Hacker News new | ask | show | jobs
by zahlman 674 days ago
> but I maintain they are still better than gargantuan "frameworks" or everything-but-the-kitching-sink "util"/"commons" packages, where you end up only using a tiny fraction of the functionality but have to deal with the maintenance cost and attack surface of the whole thing.

Indeed. Several toy projects I've done were blown up in size by four orders of magnitude because of Numpy.

I only want multi-dimensional arrays that support reshaping and basic element-wise arithmetic, maybe matrix multiplication; I'm not even that concerned about performance.

But I have to pay for countless numerical algorithms I've never even heard of provided by decades-old C and/or FORTRAN projects, plus even more higher-math concepts implemented in Python, Numpy's extensive (and fragmented - there's even compiled code for testing that's outside of any test folders) test suite that I'll never run myself, a bunch of backwards-compatibility hacks completely irrelevant to my use case, a python-to-fortran interface wrapper generator, a vendored copy of distutils even in the wheel, over 3MiB of .so files for random number generators, a bunch of C header files...

[Edit: ... and if I distribute an application, my users have to pay for all of that, too.
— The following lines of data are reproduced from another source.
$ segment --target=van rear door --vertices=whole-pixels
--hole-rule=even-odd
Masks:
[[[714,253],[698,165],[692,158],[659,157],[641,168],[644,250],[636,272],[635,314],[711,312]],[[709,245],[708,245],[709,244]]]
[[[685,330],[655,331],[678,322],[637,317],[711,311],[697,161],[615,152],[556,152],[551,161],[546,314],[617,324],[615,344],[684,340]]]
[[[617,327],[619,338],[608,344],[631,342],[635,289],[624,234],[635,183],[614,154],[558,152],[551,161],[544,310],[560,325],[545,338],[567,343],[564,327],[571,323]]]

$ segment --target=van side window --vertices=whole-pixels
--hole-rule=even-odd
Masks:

They won't use those pieces either; and the likelihood that they can install my application into a venv that already includes NumPy is pretty low.]

I know it's fashionable to complain about dependency hell, but modularity really is a good thing. By my estimates, the total bandwidth used daily to download copies of NumPy from PyPI is on par with that used to stream the Baby Shark video from YouTube - assuming it's always viewed in 1080p. (Sources: yt-dlp info for file size; History for the Wikipedia article on most popular YouTube videos; pypistats.org for package download counts; the wheel I downloaded.)